永熙三年上巳节,皇帝于曲江池畔设宴,  邀文武重臣及其家眷一道赏花踏青,  与民同乐。

趁这桃红柳绿春光融融的好日子,  谢伯缙向皇帝请辞禁军统领之职,  欲回北庭戍边。

“边关苦寒,  隋公年迈,每年隆冬腿脚都湿冷疼痛,他已戍边十八载,  也该回长安颐养天年了。”

皇帝放下那盛满清冽甜醅的琥珀荷叶杯,  浓眉皱起,  面有不虞,  “你明知边关苦寒,  却还要往那边去?隋公年迈病弱,  朕自会派人去接任他的职位,  也不必非得派你去那吃苦受罪。”

谢伯缙早猜到陛下会这般回应,不慌不忙出声道,“陛下待臣关爱之意,  臣感激不尽。可臣一介武将,年纪尚轻,正是为陛下江山效力之际,  怎可觍颜待在长安贪图享乐。”

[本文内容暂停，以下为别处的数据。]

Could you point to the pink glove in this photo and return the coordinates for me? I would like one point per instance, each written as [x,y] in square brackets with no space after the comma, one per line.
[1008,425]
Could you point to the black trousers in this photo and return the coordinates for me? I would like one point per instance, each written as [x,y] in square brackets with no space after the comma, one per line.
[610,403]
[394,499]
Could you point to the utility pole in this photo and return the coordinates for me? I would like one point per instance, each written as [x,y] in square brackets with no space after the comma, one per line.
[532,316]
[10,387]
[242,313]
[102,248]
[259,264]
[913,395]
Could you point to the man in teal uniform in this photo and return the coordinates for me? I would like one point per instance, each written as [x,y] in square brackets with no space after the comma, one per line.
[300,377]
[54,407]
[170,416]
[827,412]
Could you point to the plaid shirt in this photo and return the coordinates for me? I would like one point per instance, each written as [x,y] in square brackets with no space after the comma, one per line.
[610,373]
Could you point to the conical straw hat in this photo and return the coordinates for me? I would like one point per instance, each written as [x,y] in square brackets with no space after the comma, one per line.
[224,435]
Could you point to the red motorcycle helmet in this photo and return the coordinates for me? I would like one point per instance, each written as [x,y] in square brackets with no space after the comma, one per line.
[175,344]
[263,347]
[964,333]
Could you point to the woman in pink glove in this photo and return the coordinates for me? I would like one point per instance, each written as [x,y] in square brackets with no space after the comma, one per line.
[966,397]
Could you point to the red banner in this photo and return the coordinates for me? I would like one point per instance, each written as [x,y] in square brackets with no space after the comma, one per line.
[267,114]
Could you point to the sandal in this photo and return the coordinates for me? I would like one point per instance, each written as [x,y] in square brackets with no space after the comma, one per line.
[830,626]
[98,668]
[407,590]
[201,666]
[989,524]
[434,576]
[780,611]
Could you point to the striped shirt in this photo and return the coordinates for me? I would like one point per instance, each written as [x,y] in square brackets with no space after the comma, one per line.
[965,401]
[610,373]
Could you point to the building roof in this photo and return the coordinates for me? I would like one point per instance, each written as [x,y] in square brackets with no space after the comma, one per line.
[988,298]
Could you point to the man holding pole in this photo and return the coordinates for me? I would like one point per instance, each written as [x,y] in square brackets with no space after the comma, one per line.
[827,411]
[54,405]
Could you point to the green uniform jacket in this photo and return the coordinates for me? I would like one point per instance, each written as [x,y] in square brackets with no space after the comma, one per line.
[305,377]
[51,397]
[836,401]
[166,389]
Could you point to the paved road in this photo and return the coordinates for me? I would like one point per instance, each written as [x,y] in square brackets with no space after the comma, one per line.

皇帝知道他的意思,  却还是不乐意,  板着张俊逸的脸庞,嗓音低沉,“朕同父异母的兄弟虽不少,  可能说话交心的却一个没有。恒之,朕身旁只有你了,你若去了北庭,日后朕寻何人下棋喝酒,谈天说地?”

谢伯缙敛眸,躬身道,“陛下登基近两年,政局稳定,天下安宁,臣留在长安能为陛下做的并不多,倒是臣的二弟蕴之,他聪明识达,善建嘉谋,实乃王之佐才也。陛下若不介意,或可召蕴之为伴。”

皇帝闻言哼笑,“你这是王婆卖瓜自卖自夸!”

谢伯缙道,“举贤不避亲,若蕴之是个无能之辈,臣也没脸朝陛下开举荐之口。”

“好了,你家二郎的才能朕清楚。他也是个傲气有志向的,当初废黜你世子之位,按长幼次序说,这世子位该落在他的头上,可他却请辞让给了你家三郎,说是他自个儿能凭本事封侯拜相,不必承袭这荫庇的爵位。啧,这口气可真是不小。”皇帝轻笑道。

“年轻人大都如朝阳旭日,壮志满怀。”

“你这话说的,好似你我有多老般。”皇帝摆摆手,从长桌前起身,负手走到高楼栏杆旁,眺望着那浅淡深绿的曲江春色。

谢伯缙走到他身旁站定,也看向远处,只见连绵山峦下,浩渺曲池旁,搭着大大小小春游的毡帐,男女老少们或放纸鸢,或踏歌,或赏春,一派宁静祥和,太平盛世的景象。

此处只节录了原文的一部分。